Внезапная хватка на щеках мучительна. Иван отклоняет мою голову, и сквозь сомкнутые веки чувствую его прожигающий взгляд.
— Что, твою мать, с тобой происходит?! — властный голос и я, не открывая глаз, переживаю слабость и приступ тошноты.
— Аврора!
Сдавливает и вынуждает ответить:
— Сейчас… пройдет…
Его пальцы насильно открывают мне веки. Он проверяет реакцию зрачка, а в голосе явственно ощущается металл.
— Харе мне втирать. Что с тобой?!
— Я несколько дней ничего не ела…
Ругательство бьет по ушам, я даже половины слов из этой заковыристой фразы не знаю, а еще слышу русскую речь. Злую. Рваную.
Отпускает и я опять опускаю голову на его плечо. Мужчина подо мной как скала, на которую я опираюсь, пережидая свой внутренний шторм.
Легкое давление на щеках заставляет открыть рот, а затем на язык попадает кусок мясного рагу, сочного, щедро сдобренного грибным соусом.
Меня током бьет от ощущения его пальцев в моем рту, случайно касаюсь их языком и, распахнув глаза, трепыхаюсь, пытаюсь отстраниться, но я зажата в тисках.
Отнимает руку, накрывает мои губы шершавой подушечкой.
— Только попробуй не съесть что даю, — тягучий возбужденный голос в самое ухо, угроза с провокационным подтекстом дальше, — жуй и глотай, не распаляй, мне нравится, как твои губы обхватывают мои пальцы, могу проверить, как они будут смотреться на…
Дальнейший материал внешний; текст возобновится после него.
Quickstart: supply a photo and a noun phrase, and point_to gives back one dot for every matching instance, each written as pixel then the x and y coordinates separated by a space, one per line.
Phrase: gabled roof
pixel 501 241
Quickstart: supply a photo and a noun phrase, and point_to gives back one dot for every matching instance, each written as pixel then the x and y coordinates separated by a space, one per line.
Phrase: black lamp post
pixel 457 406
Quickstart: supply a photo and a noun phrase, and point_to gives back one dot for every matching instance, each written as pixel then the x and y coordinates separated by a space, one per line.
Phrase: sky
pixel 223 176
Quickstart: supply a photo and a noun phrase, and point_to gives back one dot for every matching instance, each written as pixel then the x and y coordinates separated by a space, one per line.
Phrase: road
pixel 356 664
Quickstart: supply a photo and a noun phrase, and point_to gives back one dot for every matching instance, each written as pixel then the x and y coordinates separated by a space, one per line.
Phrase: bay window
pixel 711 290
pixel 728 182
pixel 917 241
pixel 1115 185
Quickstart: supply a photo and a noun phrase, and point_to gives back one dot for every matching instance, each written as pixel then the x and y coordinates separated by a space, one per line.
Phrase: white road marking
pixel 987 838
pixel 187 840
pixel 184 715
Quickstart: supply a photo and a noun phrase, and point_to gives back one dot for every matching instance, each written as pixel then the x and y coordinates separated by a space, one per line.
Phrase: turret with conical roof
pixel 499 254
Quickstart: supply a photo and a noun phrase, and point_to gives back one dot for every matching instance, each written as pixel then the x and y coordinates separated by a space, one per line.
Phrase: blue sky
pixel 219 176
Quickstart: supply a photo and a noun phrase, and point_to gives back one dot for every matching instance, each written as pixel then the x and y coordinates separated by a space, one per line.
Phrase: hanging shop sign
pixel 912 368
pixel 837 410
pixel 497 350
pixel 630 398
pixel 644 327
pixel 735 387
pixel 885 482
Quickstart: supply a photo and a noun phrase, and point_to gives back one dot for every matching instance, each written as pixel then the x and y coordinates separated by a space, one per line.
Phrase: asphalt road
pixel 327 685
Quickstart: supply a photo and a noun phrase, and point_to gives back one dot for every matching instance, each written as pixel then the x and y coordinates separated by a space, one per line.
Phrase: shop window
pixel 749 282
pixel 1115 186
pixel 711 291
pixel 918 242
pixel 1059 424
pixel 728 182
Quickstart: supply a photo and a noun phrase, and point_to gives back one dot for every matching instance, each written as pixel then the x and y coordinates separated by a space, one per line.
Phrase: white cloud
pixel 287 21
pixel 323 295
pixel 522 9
— Нет… — рвано выдыхаю и сдаюсь, жую, ощущая на языке богатый вкус, насыщенный специями. Ощущаю, как жир растекается, лоснится и Иван растирает его большим горячим пальцем по моим губам, заставляя внутренне трепетать.
Такая пища для меня табу, не помню, когда в последний раз позволяла себе подобное, но… хорошо, что у меня от слабости веки опять прикрыты и мне кажется, что мужчина не видит моего наслаждения.
Цедит ругательства и проводит пальцем по контуру моих губ. Млею от вкуса, запаха и его близости. Как только дожевываю, не успеваю хотя бы вдохнуть, как моих губ настойчиво касается еще один кусок мяса с привкусом его пальцев в моем рту, на языке, вместе с соусом, растекающимся по небу. Сумасшествие. Безумие и тугой ком предвкушения в животе, заставляющий напрячься и сильнее сжать ноги.
— Рот открой.
Подчиняюсь. Силы возвращаются вместе с жаром, который охватывает каждую частичку моего тела. Робко открываю глаза и застываю. Бледно-голубые льдины смотрят с жадностью, с дикостью какой-то, и я облизываю с губ жир, чуть прикусив нижнюю от страха и томления от того, как Кац смотрит на мой рот.
— Если еще хоть раз ты посмеешь морить себя голодом… Я сниму ремень и им тебя выдеру.